I've a SLES 11 SP4, OES 2015.1 system that has been giving me trouble for a while. eDirectory will stop responding at random times, I can stop the service via command (rcndsd stop). This process can take up to ten minutes or so to complete, the log file says this "WARNING: ndsd process is still running. Killing ndsd." I can start it back up and everything is good. It can run for a couple of months or the next day it will stop again. Over time it has become more frequent (every 4 to 6 months to every week or two) so I put in a cron job to restart eDirectory every weekend and this has prevented most problems however it can restart one weekend and the following Monday or Tuesday it might stop responding again.
I also have noticed over time that when eDirectory is starting to misbehave, login times start increasing for some people, others it seems to work ok and a lot people can not login at all. I could always tell in the past when looking at the server processes (top command) ndsd would eat alot of CPU. I've have noticed recently though when this problem occurs the CPU usage by ndsd is really not that bad.

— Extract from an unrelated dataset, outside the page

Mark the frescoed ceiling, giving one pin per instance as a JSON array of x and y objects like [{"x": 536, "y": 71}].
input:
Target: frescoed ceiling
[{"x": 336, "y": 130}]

We only have about 1200 users and 700 workstations. The system is the master replica, a VM with 4 threads and 11GB ram. This was an issue even before it was converted from a bare metal system to a VM a few years ago. This server is in a replica read write ring with 3 other servers and only has DS, LDAP, Storage Manager and iManager running on it. The other servers have never had an issue, they also have printers (iPrint), Storage manager, and NSS volumes for our users. Ndsd seems to be pretty quiet most of the time and will have relatively high CPU usage every once and a while for a short period so I don't think its a load issue.
We have a Zenworks 2018 system, an iBoss web filter, a Groupwise system and a few other systems that all hit this server. The "other systems" really don't have very many transactions. By far the most frequent hits are from Zenworks and our iBoss web filter. I used an LDAP trace from this document 7007106 to get some info.

I may have went overboard with the description but I'm at loss as to what the problem is and where to look. I'm also not very good a troubleshooting eDirectory or LDAP issues, it tends to go over my head for the most part. It also makes it very hard to narrow down what or where the problem is because of the seemingly random nature of the issue.

Thanks for any help or direction you can give,
Michael